Coconut flour is made using dried coconut meat finely grinded. During manufacturing, coconuts are first cracked open and drained of liquid. The coconut meat is then scraped out, rinsed, grated, and strained to separate the solids from the milk. This product is baked at a low temperature until dry before being ground into flour. The grinding makes it similar to wheat flour. It is gluten free, fibre and protein rich.
In addition to its impressive nutrition profile, coconut flour may offer several benefits. These include promoting blood sugar stability, better digestion, heart health, and even weight loss.
Coconut flour can be used in a variety of recipes, both sweet and savory.
You can substitute it for other flours when making bread, pancakes, cookies, muffins, or other baked goods.

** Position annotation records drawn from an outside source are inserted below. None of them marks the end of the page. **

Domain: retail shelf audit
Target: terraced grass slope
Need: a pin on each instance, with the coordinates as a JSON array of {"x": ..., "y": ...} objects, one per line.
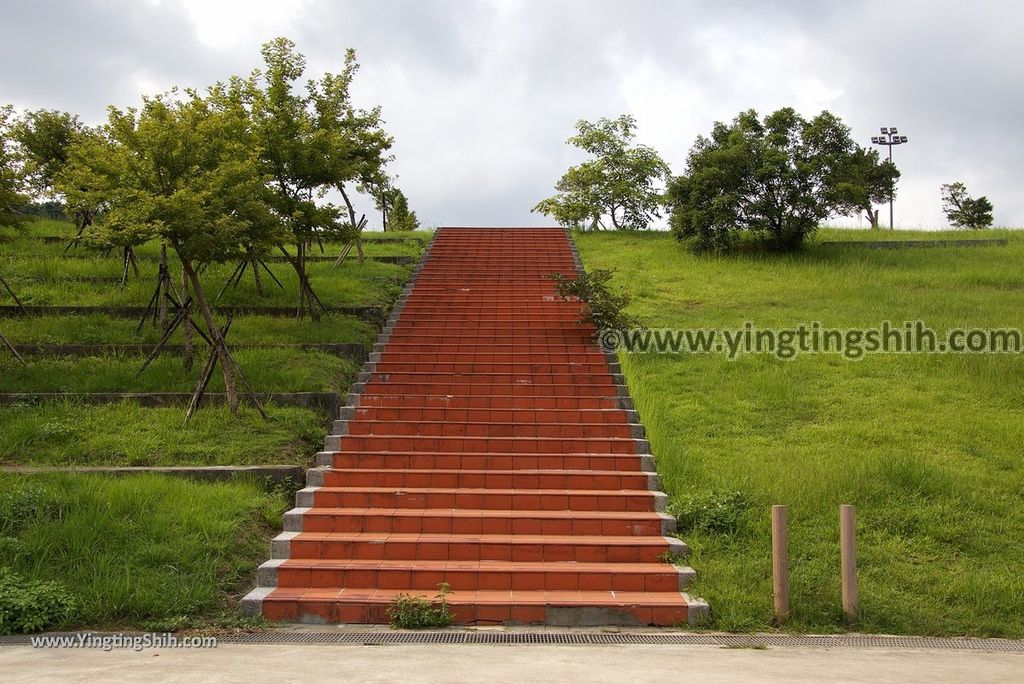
[
  {"x": 927, "y": 446},
  {"x": 488, "y": 447}
]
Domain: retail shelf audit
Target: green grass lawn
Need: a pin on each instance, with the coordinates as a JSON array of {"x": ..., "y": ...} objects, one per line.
[
  {"x": 137, "y": 552},
  {"x": 928, "y": 447},
  {"x": 266, "y": 371},
  {"x": 67, "y": 433}
]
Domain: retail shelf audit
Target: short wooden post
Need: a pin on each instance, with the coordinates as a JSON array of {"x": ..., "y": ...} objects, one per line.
[
  {"x": 780, "y": 562},
  {"x": 848, "y": 559}
]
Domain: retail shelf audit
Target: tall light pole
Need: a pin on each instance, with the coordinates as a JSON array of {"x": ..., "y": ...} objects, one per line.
[{"x": 889, "y": 138}]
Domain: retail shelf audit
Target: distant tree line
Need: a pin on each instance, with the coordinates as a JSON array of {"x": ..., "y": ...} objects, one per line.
[{"x": 775, "y": 178}]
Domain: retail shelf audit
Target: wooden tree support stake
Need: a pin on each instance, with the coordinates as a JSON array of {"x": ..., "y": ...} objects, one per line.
[
  {"x": 10, "y": 292},
  {"x": 848, "y": 559},
  {"x": 780, "y": 562}
]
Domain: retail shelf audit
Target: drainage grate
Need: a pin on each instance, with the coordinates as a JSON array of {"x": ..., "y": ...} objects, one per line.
[{"x": 512, "y": 638}]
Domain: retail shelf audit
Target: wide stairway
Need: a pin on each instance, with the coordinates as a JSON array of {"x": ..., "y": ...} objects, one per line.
[{"x": 488, "y": 445}]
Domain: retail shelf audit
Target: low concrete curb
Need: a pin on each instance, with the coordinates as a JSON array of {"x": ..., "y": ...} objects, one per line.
[
  {"x": 274, "y": 475},
  {"x": 266, "y": 574},
  {"x": 696, "y": 608}
]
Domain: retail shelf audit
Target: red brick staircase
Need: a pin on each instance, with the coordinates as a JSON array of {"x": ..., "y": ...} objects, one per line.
[{"x": 489, "y": 444}]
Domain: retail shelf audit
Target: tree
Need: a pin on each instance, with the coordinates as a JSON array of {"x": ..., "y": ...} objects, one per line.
[
  {"x": 12, "y": 184},
  {"x": 963, "y": 210},
  {"x": 776, "y": 178},
  {"x": 866, "y": 180},
  {"x": 311, "y": 139},
  {"x": 179, "y": 169},
  {"x": 401, "y": 217},
  {"x": 621, "y": 183},
  {"x": 45, "y": 137}
]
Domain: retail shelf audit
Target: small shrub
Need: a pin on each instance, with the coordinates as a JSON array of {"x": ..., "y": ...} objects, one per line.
[
  {"x": 23, "y": 503},
  {"x": 717, "y": 512},
  {"x": 605, "y": 309},
  {"x": 415, "y": 612},
  {"x": 32, "y": 606}
]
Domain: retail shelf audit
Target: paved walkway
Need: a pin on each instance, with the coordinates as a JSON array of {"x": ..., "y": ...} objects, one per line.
[{"x": 521, "y": 665}]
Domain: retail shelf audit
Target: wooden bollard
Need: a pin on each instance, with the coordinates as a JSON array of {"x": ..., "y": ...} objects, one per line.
[
  {"x": 780, "y": 562},
  {"x": 848, "y": 559}
]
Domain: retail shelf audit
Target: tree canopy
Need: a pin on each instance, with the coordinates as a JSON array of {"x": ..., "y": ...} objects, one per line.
[
  {"x": 177, "y": 169},
  {"x": 964, "y": 211},
  {"x": 776, "y": 177},
  {"x": 620, "y": 185}
]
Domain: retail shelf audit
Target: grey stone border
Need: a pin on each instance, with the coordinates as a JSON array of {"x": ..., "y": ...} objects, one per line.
[
  {"x": 275, "y": 475},
  {"x": 696, "y": 608},
  {"x": 373, "y": 313},
  {"x": 266, "y": 573}
]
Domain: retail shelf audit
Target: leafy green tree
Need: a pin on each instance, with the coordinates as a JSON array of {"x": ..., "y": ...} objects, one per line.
[
  {"x": 965, "y": 211},
  {"x": 46, "y": 136},
  {"x": 777, "y": 178},
  {"x": 311, "y": 139},
  {"x": 12, "y": 182},
  {"x": 178, "y": 169},
  {"x": 619, "y": 184},
  {"x": 401, "y": 218}
]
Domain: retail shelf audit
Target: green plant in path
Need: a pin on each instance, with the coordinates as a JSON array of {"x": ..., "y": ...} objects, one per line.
[
  {"x": 965, "y": 211},
  {"x": 32, "y": 606},
  {"x": 927, "y": 446},
  {"x": 620, "y": 184},
  {"x": 415, "y": 612},
  {"x": 604, "y": 308}
]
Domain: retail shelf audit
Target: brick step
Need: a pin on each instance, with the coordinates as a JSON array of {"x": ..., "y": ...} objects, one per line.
[
  {"x": 611, "y": 480},
  {"x": 384, "y": 398},
  {"x": 517, "y": 416},
  {"x": 589, "y": 357},
  {"x": 487, "y": 607},
  {"x": 452, "y": 461},
  {"x": 431, "y": 377},
  {"x": 452, "y": 428},
  {"x": 428, "y": 443},
  {"x": 506, "y": 500},
  {"x": 476, "y": 368},
  {"x": 473, "y": 575},
  {"x": 479, "y": 521},
  {"x": 515, "y": 548},
  {"x": 534, "y": 389}
]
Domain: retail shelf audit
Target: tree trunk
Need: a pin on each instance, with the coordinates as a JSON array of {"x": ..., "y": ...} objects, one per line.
[
  {"x": 219, "y": 347},
  {"x": 188, "y": 357}
]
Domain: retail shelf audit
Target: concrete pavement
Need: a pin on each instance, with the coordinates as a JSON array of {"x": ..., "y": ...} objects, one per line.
[{"x": 496, "y": 664}]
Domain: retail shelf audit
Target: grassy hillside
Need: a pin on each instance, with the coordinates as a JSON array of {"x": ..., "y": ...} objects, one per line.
[
  {"x": 33, "y": 262},
  {"x": 927, "y": 446},
  {"x": 143, "y": 552}
]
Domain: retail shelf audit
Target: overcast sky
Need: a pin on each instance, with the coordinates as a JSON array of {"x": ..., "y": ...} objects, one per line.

Just be mindful that coconut flour tends to absorb more liquids than other flours. For this reason, it cannot be used as a one-to-one replacement.
For best results, start by substituting 1/4 cup (30 grams) of coconut flour for every cup (120 grams) of all-purpose flour. You may also want to try increasing the total quantity of liquids by the amount of coconut flour you added.
For example, if you used 1/4 cup (30 grams) of coconut flour, make sure to pour in 1/4 cup (60 ml) of additional liquids.
Remember that coconut flour tends to be denser than other flours and doesn’t bind as easily.
Bakers often recommend that you mix it with other flours or add 1 egg for each 1/4 cup (30 grams) of coconut flour to help give your end product a fluffier texture.
This unique flour can also be used as breading or to thicken soups and stews. What’s more, you can use it as a binding agent in burger or veggie loaf recipes, as well as to make grain-free pizza crust or wraps.